WASHINGTON, Dec. 19 (Xinhua) — The U.S. House of Representatives on Thursday approved the revised version of the U.S.-Mexico-Canada trade agreement after months of negotiation with the administration over issues including labor and environmental enforcement.
The House passed the agreement in a 385-41 bipartisan vote, sending the replacement of the 25-year-old North American Free Trade Agreement (NAFTA) to the Senate for consideration in early next year. Thirty-eight Democrats, two Republicans and one independent voted against the measure.
In a statement, U.S. Trade Representative Robert Lighthizer said the USMCA will create tens of thousands of new jobs — many importantly in manufacturing — and increase export opportunities for American farmers, ranchers and businesses, noting that it represents the “gold standard” in U.S. trade policy and will be the “template” for U.S. trade agreements going forward.
AFL-CIO, the largest labor federation in the United States, said on Twitter that “we are thankful” to House Speaker Nancy Pelosi and her allies on the USMCA working group, who pushed to “remedy numerous shortcomings” contained in the original USMCA text.
Pelosi, in her remarks before House lawmakers Thursday, said the revised agreement was “light years” ahead of what the Trump administration negotiated with Canada and Mexico.
The bipartisan vote came just one day after the Democrat-led chamber voted largely along party lines to impeach President Donald Trump for abuse of power and obstruction of Congress, making him the third president in the U.S. history to be impeached.
While the Trump administration has touted the USMCA as pro-growth, a new analysis published by the Peterson Institute for International Economics (PIIE) on Tuesday showed that the deal is “a net negative” for all three economies.

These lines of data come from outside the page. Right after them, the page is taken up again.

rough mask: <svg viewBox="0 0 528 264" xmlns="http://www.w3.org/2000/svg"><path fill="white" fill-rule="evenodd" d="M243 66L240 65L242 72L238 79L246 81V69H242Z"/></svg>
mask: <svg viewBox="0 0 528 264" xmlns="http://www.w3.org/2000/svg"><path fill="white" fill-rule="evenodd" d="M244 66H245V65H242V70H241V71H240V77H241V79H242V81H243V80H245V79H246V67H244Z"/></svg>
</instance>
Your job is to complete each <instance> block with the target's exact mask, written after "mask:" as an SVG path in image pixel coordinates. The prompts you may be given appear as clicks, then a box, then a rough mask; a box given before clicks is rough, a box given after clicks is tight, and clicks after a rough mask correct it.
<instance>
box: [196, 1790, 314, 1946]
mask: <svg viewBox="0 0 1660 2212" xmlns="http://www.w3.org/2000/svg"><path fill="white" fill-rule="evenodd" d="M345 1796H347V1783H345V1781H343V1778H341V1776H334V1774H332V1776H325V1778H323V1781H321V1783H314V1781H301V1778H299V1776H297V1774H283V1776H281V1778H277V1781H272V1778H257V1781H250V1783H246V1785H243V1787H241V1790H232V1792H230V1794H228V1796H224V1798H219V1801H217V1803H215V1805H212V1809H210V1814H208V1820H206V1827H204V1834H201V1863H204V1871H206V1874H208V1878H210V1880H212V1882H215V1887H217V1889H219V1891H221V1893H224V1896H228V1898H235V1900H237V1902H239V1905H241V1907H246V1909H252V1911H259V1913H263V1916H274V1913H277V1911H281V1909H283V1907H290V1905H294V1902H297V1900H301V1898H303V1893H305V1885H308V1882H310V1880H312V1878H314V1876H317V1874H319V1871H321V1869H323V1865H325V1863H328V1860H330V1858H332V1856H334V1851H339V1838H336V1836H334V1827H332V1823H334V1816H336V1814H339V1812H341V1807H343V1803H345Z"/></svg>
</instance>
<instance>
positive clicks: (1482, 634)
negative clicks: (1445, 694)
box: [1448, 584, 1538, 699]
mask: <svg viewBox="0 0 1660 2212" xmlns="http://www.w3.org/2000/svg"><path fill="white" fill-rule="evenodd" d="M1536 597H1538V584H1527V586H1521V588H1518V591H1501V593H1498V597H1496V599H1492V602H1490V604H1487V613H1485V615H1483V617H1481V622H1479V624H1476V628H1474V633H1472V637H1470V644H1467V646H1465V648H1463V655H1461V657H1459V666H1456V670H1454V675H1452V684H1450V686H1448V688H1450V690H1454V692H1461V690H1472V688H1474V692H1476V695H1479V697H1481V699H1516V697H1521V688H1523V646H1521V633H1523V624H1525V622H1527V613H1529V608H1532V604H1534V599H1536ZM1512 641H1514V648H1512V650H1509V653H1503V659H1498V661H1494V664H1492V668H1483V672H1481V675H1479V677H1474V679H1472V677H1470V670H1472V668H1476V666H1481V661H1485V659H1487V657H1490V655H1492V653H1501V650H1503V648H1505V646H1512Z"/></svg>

The USMCA modernizes trading rules and strengthens enforcement of labor and environmental rights, but its restrictions on auto trade and investment and on auto production “will hurt U.S. industry,” said PIIE trade economists Mary Lovely and Jeffrey Schott, authors of the analysis.
“The Trump administration’s stated goal was to ensure that more of the vehicles will be produced in North America. But the outcome will be just the opposite,” the economists said.